Is anyone else bored of the election campaign yet?

The new year has brought us a political communications onslaught. Someone probably let of one of the cannons at Edinburgh Castle or the Belfast fired a salvo to mark what will be 4 months of being blasted with a constant, 24/7 diet of political campaigning.

I’m sure the political junkies amongst you are really excited. Wow, more politics! Brilliant, there’s Cameron, May, Miliband, Clegg, Farrage etc on Question Time, Today, PM, Andrew Marr etc. Oh look, a hectoring piece about how the NHS will go down the can with the Tories in power in the Guardian. What about this hard hitting column in the Mail on Sunday bemoaning the “scrounging culture” engendered by Blair and Brown’s governments.

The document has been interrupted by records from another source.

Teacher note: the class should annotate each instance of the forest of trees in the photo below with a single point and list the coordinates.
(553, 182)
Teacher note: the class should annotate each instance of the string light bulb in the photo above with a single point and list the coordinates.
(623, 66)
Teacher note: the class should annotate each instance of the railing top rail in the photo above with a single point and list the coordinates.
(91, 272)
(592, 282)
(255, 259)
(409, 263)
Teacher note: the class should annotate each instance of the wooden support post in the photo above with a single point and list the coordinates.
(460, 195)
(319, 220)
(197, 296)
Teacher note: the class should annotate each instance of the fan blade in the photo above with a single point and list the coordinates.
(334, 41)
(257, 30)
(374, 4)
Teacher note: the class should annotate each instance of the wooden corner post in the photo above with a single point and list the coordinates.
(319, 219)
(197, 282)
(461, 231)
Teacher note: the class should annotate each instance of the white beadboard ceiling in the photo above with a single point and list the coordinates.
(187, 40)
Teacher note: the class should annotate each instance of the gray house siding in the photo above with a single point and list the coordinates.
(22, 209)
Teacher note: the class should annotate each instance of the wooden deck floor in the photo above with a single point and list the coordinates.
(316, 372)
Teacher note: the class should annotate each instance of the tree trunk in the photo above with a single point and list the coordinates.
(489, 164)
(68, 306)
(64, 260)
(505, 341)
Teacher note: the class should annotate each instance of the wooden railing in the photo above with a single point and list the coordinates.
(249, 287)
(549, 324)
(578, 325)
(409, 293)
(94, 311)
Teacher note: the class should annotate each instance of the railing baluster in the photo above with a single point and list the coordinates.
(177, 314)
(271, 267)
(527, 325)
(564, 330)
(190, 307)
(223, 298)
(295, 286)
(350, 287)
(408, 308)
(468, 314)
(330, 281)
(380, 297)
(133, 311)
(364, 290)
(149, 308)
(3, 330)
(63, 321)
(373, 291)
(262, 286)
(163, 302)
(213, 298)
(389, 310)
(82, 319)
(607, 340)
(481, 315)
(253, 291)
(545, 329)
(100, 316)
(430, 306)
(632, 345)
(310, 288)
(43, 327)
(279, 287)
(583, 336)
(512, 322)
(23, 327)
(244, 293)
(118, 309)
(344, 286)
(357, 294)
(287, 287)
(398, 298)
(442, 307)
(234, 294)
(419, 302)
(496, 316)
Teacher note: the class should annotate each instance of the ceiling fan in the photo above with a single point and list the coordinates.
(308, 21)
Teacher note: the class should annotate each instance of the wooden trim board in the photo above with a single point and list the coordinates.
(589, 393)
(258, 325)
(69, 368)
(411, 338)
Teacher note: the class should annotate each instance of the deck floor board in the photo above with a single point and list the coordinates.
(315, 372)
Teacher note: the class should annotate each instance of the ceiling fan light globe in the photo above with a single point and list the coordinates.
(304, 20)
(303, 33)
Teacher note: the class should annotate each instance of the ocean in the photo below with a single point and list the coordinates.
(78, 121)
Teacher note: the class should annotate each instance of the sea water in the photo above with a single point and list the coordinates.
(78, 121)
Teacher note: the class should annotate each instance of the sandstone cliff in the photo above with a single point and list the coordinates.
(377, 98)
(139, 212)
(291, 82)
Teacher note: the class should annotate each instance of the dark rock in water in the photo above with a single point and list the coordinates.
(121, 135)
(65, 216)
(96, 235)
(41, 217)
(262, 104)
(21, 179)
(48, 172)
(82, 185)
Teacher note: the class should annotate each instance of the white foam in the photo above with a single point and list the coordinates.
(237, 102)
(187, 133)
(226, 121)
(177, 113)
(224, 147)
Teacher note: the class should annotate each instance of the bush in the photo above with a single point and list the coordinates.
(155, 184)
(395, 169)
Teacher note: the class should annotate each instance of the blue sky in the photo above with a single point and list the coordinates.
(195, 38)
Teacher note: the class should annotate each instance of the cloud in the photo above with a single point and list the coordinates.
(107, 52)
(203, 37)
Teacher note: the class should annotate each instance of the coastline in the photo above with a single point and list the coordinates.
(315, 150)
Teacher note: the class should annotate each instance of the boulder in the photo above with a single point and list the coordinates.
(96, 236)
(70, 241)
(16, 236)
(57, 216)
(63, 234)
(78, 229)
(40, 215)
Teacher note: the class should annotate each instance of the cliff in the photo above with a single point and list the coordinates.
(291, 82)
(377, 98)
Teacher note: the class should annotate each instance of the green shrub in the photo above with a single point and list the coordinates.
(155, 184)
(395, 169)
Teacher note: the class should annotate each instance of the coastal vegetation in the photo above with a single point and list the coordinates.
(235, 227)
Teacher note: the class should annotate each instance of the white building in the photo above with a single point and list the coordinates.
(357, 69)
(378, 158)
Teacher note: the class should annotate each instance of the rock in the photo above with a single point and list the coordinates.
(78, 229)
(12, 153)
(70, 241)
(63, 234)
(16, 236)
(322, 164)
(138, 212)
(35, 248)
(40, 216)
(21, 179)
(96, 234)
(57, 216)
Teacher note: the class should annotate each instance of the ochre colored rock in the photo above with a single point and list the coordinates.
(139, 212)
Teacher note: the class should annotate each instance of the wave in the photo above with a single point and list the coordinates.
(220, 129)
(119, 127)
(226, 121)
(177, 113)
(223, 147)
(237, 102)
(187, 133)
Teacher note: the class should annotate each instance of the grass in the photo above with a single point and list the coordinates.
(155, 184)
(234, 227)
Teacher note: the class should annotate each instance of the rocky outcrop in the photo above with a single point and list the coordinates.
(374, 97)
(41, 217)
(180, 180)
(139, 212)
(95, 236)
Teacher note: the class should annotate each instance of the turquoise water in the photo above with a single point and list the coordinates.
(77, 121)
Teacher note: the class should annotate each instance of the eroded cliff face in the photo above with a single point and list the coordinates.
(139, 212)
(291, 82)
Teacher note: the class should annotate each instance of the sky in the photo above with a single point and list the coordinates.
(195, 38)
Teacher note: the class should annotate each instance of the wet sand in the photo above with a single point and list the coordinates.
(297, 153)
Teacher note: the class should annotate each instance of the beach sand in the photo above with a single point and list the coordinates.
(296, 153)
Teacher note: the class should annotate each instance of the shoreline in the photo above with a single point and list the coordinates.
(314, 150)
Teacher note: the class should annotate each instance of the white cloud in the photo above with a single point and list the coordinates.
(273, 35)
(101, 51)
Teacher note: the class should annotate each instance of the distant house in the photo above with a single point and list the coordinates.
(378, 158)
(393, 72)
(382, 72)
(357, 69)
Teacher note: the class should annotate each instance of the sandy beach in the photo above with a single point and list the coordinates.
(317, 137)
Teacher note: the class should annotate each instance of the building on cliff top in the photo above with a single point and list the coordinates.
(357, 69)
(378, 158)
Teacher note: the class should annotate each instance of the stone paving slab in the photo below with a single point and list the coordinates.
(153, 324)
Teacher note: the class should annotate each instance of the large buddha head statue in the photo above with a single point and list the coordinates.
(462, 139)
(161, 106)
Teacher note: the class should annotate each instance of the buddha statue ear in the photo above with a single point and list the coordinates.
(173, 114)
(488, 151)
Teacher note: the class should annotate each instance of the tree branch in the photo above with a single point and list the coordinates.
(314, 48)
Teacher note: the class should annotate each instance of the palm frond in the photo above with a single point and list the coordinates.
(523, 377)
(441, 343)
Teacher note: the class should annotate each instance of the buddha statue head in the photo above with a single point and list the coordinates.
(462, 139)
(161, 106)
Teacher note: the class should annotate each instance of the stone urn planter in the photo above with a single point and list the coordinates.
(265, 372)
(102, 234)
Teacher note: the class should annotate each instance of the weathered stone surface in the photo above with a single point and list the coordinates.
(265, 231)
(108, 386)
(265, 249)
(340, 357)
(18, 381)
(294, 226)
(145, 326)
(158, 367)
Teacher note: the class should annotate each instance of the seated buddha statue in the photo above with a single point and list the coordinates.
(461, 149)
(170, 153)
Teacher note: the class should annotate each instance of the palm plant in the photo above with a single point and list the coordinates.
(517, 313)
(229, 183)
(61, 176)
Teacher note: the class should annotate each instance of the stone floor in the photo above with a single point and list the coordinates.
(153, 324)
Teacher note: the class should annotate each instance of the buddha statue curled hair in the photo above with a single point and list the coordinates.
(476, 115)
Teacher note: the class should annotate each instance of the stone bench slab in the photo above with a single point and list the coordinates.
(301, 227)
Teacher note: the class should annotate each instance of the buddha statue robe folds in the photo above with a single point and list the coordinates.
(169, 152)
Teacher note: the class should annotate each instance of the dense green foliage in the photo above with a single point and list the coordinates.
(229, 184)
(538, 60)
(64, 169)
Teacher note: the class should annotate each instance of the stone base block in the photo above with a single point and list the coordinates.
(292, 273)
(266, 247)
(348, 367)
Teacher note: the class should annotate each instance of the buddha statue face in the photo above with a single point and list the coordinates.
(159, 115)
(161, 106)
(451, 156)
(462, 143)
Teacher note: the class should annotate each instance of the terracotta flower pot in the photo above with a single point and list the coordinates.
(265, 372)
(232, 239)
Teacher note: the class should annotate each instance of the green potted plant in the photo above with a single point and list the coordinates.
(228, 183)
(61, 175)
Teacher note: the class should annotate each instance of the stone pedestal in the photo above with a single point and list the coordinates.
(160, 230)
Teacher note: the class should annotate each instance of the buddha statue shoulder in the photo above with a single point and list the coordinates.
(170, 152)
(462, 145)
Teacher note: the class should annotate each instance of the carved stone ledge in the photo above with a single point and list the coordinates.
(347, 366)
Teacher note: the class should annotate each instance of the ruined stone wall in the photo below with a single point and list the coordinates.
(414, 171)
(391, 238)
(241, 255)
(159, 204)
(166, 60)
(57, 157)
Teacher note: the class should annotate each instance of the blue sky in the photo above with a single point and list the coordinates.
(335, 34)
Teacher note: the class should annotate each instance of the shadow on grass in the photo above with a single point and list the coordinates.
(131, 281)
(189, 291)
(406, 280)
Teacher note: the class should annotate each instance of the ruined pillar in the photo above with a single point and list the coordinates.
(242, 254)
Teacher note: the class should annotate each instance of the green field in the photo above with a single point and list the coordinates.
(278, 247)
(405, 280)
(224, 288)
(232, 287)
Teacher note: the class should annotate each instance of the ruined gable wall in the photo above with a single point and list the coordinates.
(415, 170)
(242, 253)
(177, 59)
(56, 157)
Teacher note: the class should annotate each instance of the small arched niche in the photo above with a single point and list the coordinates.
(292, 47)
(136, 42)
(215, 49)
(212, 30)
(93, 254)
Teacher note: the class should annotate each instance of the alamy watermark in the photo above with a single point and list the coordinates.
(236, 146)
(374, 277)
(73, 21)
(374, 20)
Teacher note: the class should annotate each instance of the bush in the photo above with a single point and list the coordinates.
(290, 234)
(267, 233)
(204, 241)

Perhaps it’s because I’m a combination of politically apathetic and professional communications advisor that I despair of much of the content and tone. There’s a dearth of subtlety and nuance. There’s little sophisticated oration. Speeches are designed to be split up and showed on TV, so they can often appear to be a collection of policy derived soundbites, rather than spelling out a narrative about why I should trust some independently educated 40 something that has only ever worked in politics with the future of our country.

Perhaps it’s because I’m related it immigrants, and wasn’t even born in the UK, but I despair of the UKIP led agenda around both the EU and our demographics. Of course the EU needs reform; it’s a political institution that blends the sovereignty of dozens of States. It’s complicated, which doesn’t help if you’ve got 200 words to grab the attention of a busy commuter in their morning paper.

It’s the same when matters of ethnicity are discussed. I’d be far more willing to engage with someone about ethnicity if I didn’t feel that their starting point was racially motivated negativity. “Bongo Bongo” and the like. Again, I don’t suggest that totally open borders are the answer, but after chatting to a few ‘Kippers, I came away with the impression is that they’d be happier with a far less ethnically diverse UK because “that’s the way it should be”. There are rather than more nuanced arguments than could be made around the economic challenges driven by a growing population dependent on low wage insecure employment / social security dynamic that makes like miserable if your called John Smith and you’re from Upminster or Piotr Pavlevsky from East Prussia.

I’m so dispirited by the main parties. How they don’t have anything new to offer. How it all feels so negative. They’re not selling hope, they’re selling fear. The whole process all feels so tired. The Lib Dems put themselves in an impossible position going into a coalition rather than a more elastic deal. I just don’t believe them. I work in the energy industry, so I’m never going to vote Green. My words above show you my feelings on UKIP.

Add this to the fact that my MP is in the safest seat in the country, as is the opposite party next door, and it all feels such a charade. You could take the same pig, swap the rosettes on its collar and it could win both seats.

It seems so fundamentally against everything I’ve been taught in different sorts of communications, where positivity and dynamism are valued. What your team can offer a myriad of constituencies. Don’t get me wrong, I love working out the political considerations for clients and considering messages that will chime with regional stakeholders. This however seems a world away from what political parties do to reach voters.

I don’t know whether these issues are all intractable. Perhaps there will be a revolution in political communications back to a more positive agenda.

Given the Scottish independence process, I wouldn’t bet on it.